Le Covid-19, catalyseur du besoin de sens

La crise du Covid-19 a profondément perturbé la relation au travail : beaucoup de collaborateurs se sont retrouvés brutalement projetés en travail à distance avec une faible visibilité sur le « retour à la normale ». La crise a prouvé qu’il était possible de maintenir l’activité grâce au télétravail mais a, en même temps, dégradé le sentiment d’appartenance des collaborateurs à l’entreprise en réduisant le travail à sa dimension productiviste.

La période de crise confronte les entreprises à un paradoxe : d’un côté, faire évoluer les modes de collaboration en intégrant plus de flexibilité (8 DRH sur 10[1] jugent que le développement du télétravail de manière pérenne est souhaitable, au moins sous sa forme hybride) et, de l’autre, ranimer le sens du collectif, permettre à l’entreprise d’être à nouveau une « société ».

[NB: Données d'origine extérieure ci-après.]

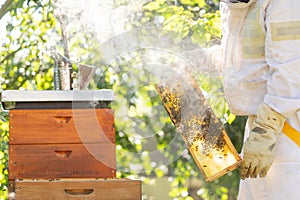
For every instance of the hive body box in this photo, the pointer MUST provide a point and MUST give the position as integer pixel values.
(62, 143)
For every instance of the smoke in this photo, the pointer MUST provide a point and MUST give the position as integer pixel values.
(104, 18)
(147, 50)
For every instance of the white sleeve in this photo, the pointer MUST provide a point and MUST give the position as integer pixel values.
(283, 57)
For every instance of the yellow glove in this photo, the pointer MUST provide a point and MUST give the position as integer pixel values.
(259, 146)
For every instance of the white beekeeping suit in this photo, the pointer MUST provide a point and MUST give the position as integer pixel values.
(261, 46)
(261, 72)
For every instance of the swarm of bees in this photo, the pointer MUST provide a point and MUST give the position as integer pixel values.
(192, 116)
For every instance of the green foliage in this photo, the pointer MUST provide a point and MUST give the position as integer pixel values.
(26, 63)
(188, 19)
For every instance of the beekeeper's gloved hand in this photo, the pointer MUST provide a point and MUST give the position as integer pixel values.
(259, 146)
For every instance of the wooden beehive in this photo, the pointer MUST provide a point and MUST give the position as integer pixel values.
(62, 146)
(201, 130)
(47, 144)
(88, 189)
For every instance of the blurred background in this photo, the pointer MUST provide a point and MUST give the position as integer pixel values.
(31, 32)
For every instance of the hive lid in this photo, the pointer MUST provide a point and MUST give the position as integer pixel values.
(12, 97)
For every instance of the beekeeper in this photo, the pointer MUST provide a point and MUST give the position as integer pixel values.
(260, 53)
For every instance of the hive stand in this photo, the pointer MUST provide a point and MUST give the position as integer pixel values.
(62, 146)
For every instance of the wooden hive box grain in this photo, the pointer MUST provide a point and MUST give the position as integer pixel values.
(93, 189)
(62, 143)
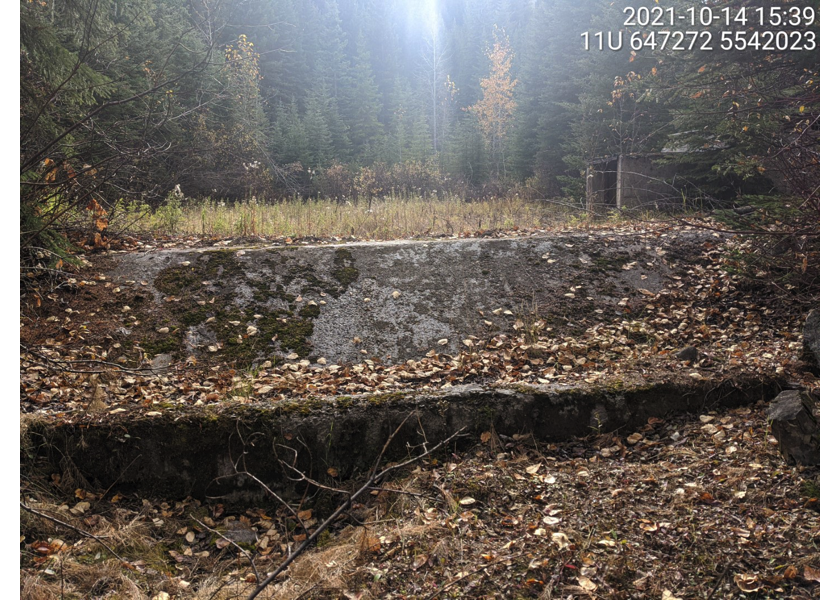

Il sera crucial pour les dirigeants dans les mois à venir de s’interroger et d’ouvrir le dialogue avec les équipes : « Quel est notre projet collectif ? Qu’avons-nous envie de partager et d’accomplir ensemble ? » Les dirigeants vont devoir éclairer le sens, la vision et les valeurs communes pour réengager et permettre au corps social de se projeter dans l’avenir.

C’est tout l’enjeu de la « raison d’être » : fédérer autour d’un horizon partagé en exprimant la contribution positive de l’entreprise à la société. En éclairant le sens de l’action, la raison d’être a un impact sur la performance, l’épanouissement et la fidélité des collaborateurs :

  • un collaborateur « inspiré » est 2,25 fois plus productif qu’un collaborateur simplement satisfait, selon HBR[2];
  • la même étude montre qu’un collaborateur est 4 fois plus susceptible d’être épanoui au travail quand il travaille pour une entreprise dont il perçoit la raison d’être ;
  • 53 %[3] des collaborateurs se disent prêts à quitter une entreprise où la raison d’être ne serait pas conforme à leurs valeurs.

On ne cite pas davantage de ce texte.